PORTLAND, Ore. — As you cross the beautiful Columbia River on the I-5 bridge, it's not unusual to see ships.
But look closer at two large vessels moored near the shore of Hayden Island, and you'll see they aren't so much ships as floating pieces of garbage — two extreme examples of a very complicated problem on waterways across Oregon and the country.
Left abandoned and forgotten, massive military vessels that once proudly served our country are now serving as shelter for the homeless on Jantzen Beach. They've been stripped of their dignity and become eyesores that give an uninviting welcome to folks crossing into Oregon.
"It's kind of disrespectful, in a way, what has happened to them," said U.S. Coast Guard Lt. Lisa Siebert.
"It's much pretty much the wild west out on the water, you can do whatever you want," said Matt, a transient who once lived on the ship.
The ships have become magnets for vandalism and drug use. One is a Navy tug boat used in World War II called the Sakarissa. The other is an old Coast Guard Cutter. It once did law enforcement patrols on the seas but would be hard-pressed to catch anyone now.
It wasn't supposed to be this way. The person who owned them had the best of intentions, state officials say. Since 2013, the ships have belonged to non-profit Columbia Watershed Environmental Advocates.
A few years ago KGW interviewed its founder about other abandoned boats. He had high hopes of preserving ships.
"Their intent was to basically restore them to their historic value," Oregon Department of Environmental Quality (DEQ) Emergency Response Planner Scott Smith said, "They wanted to make them into museum pieces, maybe take groups up and down the river to get the old Coast Guard and Navy experience of being on these ships.
"Unfortunately it takes a lot to restore a vessel," said Smith. "They fell short in funding and the ability to get these things converted into something safe for the public."
Any remaining hope sunk when the founder passed away. The nonprofit essentially collapsed and there's not enough money to care for the historic ships.
So they sit anchored, falling apart and battered by the elements.
Previously, they posed environmental risks. They still pose public health hazards, and the Oregon DEQ is investigating whether there is asbestos on board at least one of the vessels.
"All three diesel tanks on this ship here were leaking last year. When I boarded it we found it, it was about six feet deep in the bilge," said Multnomah County Sheriff's Office Sgt. Stephen Dangler.
"We ended up taking off 15,000 gallons of oily wastewater," Lt. Siebert said, "To date we have spent over $300,000 to have these vessels assessed and remove any pollution that could be on them."
The responsibility of cleaning up and caring for these two vessels falls on taxpayers.
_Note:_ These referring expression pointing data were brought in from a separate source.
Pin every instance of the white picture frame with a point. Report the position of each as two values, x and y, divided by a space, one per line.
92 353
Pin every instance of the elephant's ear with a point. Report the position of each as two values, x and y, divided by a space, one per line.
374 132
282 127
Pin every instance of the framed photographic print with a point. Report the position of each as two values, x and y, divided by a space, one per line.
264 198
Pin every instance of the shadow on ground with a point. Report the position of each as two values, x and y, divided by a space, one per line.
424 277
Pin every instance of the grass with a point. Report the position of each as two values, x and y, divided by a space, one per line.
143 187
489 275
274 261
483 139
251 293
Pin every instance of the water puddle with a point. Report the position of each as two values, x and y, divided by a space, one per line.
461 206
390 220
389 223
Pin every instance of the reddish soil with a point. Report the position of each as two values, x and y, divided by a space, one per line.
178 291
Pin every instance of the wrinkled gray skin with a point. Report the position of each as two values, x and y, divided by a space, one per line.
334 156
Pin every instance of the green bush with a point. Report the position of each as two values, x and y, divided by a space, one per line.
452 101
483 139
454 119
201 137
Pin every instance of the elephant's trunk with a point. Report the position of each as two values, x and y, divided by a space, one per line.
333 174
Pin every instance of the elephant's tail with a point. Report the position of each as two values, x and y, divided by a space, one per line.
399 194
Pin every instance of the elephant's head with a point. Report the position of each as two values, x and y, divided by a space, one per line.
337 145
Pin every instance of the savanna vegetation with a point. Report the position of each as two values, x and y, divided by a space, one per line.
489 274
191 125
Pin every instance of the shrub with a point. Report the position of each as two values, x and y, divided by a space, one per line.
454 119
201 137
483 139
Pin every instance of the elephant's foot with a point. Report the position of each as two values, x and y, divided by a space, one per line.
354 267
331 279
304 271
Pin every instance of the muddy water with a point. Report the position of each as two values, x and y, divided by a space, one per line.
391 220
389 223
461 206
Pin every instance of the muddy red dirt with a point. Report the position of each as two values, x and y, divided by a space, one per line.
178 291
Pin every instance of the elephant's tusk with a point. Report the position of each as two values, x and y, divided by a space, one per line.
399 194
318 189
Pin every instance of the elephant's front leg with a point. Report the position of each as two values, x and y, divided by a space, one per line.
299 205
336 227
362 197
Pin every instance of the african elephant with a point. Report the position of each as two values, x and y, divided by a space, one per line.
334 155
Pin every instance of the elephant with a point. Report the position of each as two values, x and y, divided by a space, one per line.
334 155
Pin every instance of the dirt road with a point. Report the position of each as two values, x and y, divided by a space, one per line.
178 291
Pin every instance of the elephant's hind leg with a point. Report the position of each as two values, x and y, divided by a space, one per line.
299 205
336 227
Getting the ships off the water is more complicated.
"The real solution is to hopefully find a way to get rid of these vessels. And to have them taken from the site and scrapped and no longer be a potential public hazard," Smith told KGW.
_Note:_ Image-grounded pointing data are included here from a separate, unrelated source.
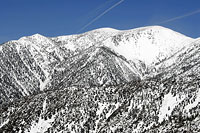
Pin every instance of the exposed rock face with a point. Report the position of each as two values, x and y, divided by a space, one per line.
140 80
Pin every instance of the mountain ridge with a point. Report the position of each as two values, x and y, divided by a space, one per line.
86 83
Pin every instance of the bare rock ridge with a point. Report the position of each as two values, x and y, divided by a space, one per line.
106 80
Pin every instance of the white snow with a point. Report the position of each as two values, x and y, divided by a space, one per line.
4 123
148 44
42 125
168 104
195 103
44 104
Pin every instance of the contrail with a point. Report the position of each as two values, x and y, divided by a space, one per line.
180 17
99 16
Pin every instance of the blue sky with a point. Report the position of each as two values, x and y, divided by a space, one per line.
63 17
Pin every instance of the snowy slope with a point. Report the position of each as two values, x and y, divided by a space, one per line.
108 92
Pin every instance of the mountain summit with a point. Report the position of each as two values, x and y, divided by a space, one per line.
105 80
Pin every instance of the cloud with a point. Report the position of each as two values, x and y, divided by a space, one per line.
180 17
101 15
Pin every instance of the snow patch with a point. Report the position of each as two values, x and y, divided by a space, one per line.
4 123
194 104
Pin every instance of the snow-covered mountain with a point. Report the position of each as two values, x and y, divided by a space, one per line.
105 80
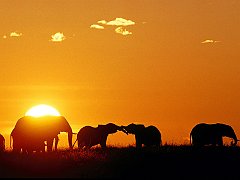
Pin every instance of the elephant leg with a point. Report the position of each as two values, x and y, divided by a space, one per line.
220 141
103 145
138 142
56 142
49 145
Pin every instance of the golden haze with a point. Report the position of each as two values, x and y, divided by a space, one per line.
161 74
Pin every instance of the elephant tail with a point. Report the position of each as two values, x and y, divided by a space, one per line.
190 138
10 140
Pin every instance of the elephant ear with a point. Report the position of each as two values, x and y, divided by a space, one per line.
135 128
108 128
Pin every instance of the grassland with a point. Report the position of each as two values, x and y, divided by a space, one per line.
170 161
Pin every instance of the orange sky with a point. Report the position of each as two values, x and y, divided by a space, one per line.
171 64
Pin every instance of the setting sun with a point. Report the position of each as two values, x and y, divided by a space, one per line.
42 110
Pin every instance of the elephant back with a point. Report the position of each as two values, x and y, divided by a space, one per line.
86 131
152 136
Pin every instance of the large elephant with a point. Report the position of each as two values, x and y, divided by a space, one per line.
2 143
31 133
89 136
148 136
211 134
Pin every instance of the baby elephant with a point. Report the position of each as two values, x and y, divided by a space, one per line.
2 143
90 136
148 136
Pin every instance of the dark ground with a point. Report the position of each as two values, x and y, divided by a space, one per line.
169 162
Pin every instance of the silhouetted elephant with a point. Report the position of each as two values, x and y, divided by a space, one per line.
211 134
149 136
30 133
2 143
89 136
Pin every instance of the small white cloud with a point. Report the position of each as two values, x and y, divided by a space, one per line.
122 31
58 37
120 22
96 26
102 22
209 41
15 34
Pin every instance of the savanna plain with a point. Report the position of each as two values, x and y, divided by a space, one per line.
169 161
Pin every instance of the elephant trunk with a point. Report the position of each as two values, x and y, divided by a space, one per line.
70 139
235 140
122 128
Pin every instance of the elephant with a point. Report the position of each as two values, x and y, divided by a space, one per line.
31 133
89 136
148 136
2 143
211 134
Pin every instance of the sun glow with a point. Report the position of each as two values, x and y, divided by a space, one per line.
42 110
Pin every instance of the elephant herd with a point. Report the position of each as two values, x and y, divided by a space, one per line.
34 134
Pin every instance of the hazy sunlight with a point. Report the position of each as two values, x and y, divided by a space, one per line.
42 110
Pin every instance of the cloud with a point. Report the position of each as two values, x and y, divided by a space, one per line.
122 31
116 22
102 22
96 26
120 22
209 41
58 37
The biggest question remains: Why can't they just tow these old ships off and destroy them?
It takes an incredible amount of expertise and money to do that: $2 million, to be exact. And there are no specific federal or state funds to pay for it. Oregon lacks a unified funding source to deal with derelict vessels, and there is red tape around utilizing the Coast Guard's pollution mitigation funds for removal of ships.
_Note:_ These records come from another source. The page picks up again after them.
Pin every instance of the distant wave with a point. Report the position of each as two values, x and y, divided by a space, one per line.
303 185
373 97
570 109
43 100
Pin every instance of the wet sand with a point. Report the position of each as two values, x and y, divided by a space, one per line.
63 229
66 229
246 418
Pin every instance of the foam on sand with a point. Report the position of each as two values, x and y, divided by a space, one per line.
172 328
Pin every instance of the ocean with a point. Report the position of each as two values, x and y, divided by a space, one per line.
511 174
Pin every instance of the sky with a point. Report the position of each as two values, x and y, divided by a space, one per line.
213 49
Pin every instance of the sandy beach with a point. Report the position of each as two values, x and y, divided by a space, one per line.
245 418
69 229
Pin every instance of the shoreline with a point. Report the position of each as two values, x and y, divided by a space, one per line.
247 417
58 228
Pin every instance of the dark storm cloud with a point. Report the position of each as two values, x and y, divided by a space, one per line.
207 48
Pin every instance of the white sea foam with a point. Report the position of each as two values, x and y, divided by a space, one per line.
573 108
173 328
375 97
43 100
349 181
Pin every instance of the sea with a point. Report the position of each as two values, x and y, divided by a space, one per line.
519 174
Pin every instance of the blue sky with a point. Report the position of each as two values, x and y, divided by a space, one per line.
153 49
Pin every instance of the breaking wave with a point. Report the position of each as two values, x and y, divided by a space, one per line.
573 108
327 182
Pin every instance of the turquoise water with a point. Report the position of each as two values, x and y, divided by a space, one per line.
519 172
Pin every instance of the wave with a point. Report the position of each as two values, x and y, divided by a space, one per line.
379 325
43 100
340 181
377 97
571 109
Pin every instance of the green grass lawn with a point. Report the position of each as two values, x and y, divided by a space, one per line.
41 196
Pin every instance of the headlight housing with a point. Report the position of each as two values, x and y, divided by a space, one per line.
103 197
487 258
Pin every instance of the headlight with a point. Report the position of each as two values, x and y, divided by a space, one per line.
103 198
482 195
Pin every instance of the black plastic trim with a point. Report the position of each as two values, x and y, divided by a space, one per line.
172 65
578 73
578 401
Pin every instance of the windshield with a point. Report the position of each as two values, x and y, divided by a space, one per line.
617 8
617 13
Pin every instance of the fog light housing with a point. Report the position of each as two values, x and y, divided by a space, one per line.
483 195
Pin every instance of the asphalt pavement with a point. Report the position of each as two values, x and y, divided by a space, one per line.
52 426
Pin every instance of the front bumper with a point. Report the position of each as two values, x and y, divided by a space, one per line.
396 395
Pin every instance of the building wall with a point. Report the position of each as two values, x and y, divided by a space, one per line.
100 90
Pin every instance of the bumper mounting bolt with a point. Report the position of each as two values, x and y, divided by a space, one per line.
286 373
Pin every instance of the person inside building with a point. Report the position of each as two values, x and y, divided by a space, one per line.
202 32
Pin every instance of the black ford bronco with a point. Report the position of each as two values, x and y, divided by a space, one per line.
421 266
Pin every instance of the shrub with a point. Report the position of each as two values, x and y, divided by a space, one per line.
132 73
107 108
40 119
"This is a really extreme example of a very complicated problem statewide, particularly here in the Portland metro area," said Ali Ryan Hansen with the Oregon Department of State Lands.
Currently, the Department of State Lands said up to 200 recreational boats and at least eight large commercial vessels are abandoned and derelict in the Portland metro area.
Since 2013, the agency has helped get nearly 100 problem vessels off the water, but even more have been removed through other private and public efforts that they don't keep track of.
There is no timeline for getting these ships off the Columbia, state officials said. In the meantime, transients have found a purpose for the ships.
Matt used to live on board the Navy tug with a friend named Tim.
"It was convenient and nobody told me I couldn't," said Matt.
He now lives on the beach after river patrol officers told him to move.
"While we're all completely committed to a solution for this it's got a big price tag and it's going to take us some time," Ryan Hansen added. "From every angle this is complicated."